The coalition comprised of Beyond Nuclear, Citizens for Alternatives to Chemical Contamination (CACC), CEA, Don't Waste MI, and the Sierra Club Michigan Chapter -- again represented by attorney Terry Lodge -- continues to press its case against the proposed new Fermi 3 reactor, to be built on the very site that the Fermi 1 "We Almost Lost Detroit"  reactor partially melted down on October 5, 1966.

The coalition intervened against Fermi 3 on March 9, 2009, and has since filed dozens of contentions against the proposal.

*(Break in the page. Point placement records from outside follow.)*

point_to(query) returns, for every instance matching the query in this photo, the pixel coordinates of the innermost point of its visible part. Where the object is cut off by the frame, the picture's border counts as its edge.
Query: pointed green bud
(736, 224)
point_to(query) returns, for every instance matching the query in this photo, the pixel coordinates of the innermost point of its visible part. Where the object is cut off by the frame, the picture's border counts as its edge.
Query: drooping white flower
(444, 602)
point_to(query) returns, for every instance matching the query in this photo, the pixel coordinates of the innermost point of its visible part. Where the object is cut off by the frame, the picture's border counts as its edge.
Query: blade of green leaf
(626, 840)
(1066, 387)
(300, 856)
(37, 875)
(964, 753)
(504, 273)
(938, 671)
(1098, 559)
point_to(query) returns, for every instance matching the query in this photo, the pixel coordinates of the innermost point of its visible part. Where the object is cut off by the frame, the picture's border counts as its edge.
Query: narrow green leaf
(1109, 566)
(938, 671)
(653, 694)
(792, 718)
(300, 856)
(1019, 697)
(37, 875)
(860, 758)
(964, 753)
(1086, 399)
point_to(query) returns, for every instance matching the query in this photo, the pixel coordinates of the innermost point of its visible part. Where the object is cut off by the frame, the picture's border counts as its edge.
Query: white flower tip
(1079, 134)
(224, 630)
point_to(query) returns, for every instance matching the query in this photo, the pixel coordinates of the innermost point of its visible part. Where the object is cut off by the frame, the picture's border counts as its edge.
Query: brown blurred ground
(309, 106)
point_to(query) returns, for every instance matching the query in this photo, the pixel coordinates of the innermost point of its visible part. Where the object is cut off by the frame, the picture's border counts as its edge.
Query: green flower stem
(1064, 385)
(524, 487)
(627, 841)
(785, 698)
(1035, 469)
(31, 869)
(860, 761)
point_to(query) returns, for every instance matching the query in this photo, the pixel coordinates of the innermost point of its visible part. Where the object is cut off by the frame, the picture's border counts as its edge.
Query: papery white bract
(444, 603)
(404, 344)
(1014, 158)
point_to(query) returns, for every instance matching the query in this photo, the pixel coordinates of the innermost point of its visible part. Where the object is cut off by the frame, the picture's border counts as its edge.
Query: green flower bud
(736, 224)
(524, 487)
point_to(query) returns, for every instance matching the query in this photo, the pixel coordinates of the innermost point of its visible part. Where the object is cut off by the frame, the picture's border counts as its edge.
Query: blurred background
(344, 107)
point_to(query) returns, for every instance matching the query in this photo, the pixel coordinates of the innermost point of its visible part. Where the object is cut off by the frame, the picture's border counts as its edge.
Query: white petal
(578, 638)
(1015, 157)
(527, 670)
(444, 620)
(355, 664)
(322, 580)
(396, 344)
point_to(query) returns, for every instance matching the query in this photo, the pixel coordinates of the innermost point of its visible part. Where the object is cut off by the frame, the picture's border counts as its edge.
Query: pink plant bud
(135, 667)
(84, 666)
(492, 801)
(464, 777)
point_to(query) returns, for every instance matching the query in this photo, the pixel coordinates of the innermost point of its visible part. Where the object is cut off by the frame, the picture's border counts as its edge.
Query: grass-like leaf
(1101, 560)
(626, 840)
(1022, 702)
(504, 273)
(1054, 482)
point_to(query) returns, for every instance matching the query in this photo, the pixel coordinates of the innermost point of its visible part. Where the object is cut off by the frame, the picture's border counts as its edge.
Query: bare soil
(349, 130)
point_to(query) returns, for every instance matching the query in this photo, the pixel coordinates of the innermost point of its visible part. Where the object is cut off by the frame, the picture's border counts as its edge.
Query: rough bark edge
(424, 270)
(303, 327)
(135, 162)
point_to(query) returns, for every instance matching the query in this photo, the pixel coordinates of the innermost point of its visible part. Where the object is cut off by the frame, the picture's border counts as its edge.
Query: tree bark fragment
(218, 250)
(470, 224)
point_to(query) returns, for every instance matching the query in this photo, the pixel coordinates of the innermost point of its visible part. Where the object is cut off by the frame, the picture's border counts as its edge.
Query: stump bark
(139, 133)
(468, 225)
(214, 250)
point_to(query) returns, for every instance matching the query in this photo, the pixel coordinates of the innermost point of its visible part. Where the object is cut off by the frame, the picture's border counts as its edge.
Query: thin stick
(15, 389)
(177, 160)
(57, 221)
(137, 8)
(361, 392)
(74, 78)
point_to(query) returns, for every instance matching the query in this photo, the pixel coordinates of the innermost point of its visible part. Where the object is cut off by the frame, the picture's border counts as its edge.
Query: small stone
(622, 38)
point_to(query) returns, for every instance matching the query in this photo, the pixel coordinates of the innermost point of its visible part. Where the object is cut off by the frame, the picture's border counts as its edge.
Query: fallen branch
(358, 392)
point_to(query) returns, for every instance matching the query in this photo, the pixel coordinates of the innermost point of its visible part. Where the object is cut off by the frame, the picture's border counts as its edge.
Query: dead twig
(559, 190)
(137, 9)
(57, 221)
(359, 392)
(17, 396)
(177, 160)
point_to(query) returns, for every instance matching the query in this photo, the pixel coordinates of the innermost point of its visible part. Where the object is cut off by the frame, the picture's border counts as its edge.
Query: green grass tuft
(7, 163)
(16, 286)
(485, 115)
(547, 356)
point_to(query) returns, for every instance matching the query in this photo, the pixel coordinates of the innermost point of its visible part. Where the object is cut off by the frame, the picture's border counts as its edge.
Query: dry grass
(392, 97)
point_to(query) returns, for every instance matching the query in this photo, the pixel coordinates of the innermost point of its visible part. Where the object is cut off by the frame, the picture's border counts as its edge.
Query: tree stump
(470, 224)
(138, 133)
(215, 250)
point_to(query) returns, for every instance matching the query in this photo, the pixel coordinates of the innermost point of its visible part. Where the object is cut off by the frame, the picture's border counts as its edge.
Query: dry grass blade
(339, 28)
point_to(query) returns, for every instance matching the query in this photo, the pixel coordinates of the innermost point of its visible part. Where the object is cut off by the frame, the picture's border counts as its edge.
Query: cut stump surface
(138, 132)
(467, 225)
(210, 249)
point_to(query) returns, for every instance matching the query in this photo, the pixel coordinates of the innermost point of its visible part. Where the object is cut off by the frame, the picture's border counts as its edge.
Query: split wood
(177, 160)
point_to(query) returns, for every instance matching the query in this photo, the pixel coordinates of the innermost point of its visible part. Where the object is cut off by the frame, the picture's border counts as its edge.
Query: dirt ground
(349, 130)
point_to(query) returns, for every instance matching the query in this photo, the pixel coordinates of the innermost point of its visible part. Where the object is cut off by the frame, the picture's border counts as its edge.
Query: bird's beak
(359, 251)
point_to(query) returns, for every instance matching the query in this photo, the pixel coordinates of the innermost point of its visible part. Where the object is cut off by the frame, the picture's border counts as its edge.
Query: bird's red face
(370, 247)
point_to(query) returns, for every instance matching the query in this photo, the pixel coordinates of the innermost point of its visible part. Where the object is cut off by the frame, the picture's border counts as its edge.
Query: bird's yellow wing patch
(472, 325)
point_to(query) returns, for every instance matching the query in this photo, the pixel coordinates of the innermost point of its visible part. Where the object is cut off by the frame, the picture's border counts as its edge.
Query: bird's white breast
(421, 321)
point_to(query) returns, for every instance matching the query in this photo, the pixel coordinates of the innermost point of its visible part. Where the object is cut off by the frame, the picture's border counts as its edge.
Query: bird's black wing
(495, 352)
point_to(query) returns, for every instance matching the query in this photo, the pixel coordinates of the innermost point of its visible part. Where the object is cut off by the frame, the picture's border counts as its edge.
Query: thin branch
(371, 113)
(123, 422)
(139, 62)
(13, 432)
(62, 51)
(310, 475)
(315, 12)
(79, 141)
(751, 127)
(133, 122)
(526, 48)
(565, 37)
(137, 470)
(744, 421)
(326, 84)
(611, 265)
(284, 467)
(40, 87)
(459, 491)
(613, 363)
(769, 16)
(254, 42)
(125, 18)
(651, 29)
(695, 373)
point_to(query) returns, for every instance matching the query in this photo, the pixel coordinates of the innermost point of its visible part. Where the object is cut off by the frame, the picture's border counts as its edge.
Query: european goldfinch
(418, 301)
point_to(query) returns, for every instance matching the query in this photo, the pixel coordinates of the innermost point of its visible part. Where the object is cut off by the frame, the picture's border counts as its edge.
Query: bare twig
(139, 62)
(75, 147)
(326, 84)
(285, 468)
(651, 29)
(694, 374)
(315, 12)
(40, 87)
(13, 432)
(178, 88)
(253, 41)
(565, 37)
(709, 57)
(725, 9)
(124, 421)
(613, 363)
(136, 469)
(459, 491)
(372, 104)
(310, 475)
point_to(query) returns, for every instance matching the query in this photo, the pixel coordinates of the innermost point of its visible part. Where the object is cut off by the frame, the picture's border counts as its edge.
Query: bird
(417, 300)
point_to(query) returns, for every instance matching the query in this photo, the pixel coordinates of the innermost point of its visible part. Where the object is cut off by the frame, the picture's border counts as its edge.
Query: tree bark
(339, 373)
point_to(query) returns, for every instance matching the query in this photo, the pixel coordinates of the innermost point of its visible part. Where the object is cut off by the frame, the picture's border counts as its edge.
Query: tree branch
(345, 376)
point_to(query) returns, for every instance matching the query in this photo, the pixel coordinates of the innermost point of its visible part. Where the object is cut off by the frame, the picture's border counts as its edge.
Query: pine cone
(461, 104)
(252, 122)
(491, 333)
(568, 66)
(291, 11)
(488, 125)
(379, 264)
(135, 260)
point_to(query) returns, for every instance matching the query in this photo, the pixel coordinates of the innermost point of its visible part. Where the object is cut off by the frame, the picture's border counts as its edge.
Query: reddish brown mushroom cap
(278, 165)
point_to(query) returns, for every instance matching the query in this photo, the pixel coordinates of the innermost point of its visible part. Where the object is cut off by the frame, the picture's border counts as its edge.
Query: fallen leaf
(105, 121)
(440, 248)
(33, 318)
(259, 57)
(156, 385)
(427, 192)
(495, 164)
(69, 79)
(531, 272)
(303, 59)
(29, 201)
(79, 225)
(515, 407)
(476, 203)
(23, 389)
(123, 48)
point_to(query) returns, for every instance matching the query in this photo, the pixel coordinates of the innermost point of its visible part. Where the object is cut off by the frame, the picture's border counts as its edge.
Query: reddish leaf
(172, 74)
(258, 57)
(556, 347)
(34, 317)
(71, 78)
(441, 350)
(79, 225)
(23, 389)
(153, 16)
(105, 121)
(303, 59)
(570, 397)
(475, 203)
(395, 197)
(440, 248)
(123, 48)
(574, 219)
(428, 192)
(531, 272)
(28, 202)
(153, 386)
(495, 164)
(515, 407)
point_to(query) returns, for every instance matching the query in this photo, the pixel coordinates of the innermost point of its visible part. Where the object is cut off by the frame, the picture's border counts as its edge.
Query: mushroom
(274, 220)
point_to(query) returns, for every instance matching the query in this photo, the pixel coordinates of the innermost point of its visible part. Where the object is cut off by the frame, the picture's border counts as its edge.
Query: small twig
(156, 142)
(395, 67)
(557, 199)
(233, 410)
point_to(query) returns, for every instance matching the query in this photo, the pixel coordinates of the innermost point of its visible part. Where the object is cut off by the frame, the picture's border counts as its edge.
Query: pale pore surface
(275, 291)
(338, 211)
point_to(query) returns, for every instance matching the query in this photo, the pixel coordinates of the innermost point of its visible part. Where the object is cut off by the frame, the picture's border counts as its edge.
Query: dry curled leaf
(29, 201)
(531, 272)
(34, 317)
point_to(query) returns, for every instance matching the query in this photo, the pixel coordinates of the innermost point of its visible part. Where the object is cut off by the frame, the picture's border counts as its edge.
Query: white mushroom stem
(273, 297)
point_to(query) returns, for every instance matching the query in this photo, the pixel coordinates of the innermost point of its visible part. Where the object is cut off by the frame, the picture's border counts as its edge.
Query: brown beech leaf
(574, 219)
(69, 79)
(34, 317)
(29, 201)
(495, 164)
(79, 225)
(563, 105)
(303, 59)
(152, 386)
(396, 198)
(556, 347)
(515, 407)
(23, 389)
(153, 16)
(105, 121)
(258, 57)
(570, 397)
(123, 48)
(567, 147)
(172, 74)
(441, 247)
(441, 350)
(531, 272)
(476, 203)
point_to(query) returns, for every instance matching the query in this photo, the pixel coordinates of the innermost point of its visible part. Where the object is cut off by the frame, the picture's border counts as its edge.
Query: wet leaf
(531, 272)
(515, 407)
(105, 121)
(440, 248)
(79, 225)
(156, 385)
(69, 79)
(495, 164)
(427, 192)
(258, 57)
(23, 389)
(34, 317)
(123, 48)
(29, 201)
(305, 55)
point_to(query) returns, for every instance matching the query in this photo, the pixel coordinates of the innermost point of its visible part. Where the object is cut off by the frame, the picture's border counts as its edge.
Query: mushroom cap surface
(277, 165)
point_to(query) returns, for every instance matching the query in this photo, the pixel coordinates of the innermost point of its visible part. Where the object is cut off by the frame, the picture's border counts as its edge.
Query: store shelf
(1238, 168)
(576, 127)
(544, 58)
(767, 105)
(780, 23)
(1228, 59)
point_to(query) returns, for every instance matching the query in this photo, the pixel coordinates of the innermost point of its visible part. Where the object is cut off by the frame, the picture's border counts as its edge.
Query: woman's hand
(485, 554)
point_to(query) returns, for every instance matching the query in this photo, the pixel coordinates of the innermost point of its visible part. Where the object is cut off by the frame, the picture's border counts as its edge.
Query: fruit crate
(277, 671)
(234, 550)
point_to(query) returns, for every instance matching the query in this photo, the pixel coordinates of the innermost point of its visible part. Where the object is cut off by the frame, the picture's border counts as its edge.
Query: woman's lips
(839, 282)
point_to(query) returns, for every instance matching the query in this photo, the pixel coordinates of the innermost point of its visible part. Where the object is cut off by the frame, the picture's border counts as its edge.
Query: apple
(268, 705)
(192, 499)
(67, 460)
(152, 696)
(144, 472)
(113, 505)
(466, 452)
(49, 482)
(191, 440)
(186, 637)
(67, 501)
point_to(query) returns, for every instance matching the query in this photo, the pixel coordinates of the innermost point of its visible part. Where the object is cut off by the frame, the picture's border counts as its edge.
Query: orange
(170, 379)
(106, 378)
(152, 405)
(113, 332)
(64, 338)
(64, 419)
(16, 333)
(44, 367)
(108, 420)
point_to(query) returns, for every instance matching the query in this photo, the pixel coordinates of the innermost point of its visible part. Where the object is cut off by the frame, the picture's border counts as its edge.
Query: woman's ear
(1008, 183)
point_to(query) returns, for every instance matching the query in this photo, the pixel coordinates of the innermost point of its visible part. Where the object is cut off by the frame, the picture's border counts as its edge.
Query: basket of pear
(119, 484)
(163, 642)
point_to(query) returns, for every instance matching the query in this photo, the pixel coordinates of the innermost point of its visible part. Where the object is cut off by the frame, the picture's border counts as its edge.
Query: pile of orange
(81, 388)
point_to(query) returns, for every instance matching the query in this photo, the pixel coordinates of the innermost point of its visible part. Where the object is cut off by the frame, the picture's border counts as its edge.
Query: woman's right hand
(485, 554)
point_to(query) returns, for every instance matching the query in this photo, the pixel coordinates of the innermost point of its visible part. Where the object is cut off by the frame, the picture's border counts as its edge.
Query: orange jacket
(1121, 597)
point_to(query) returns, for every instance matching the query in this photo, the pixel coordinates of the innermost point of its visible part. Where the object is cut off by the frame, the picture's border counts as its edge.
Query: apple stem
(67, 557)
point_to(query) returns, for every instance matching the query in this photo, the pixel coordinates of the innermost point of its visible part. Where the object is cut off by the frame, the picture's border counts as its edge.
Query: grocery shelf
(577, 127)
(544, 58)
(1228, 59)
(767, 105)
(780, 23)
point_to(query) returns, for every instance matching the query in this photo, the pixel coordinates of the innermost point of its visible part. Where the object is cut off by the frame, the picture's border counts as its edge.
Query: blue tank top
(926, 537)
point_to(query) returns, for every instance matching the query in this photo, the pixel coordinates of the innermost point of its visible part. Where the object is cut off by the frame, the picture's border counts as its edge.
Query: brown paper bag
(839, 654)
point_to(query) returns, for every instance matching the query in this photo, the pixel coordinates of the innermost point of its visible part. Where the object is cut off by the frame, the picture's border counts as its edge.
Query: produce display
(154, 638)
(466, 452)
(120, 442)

Its transmission line corridor NEPA (National Environmental Policy Act) contention is still before the NRC Commissioners, thanks to a sua sponte motion by the NRC ASLBP itself. On behalf of the coalition, Lodge just filed a motion with the NRC Commissioners, supporting the ASLBP's request to the Commissioners for permission to carry out its own independent review of what appears to be NRC staff violations of NEPA, for not including the required "hard look" at the environmental impacts of Fermi 3's transmission line corridor in the FEIS (Final Environmental Impact Statement).

In addition, the coalition has appealed the ASLBP's rejection of its quality assurance (QA) contention to the full NRC Commission. Arnie Gundersen of Fairewinds serves as the coalition's Fermi 3 QA expert witness. The NRC Commissioners will likely rule on the QA and transmission corridor contentions in the near future.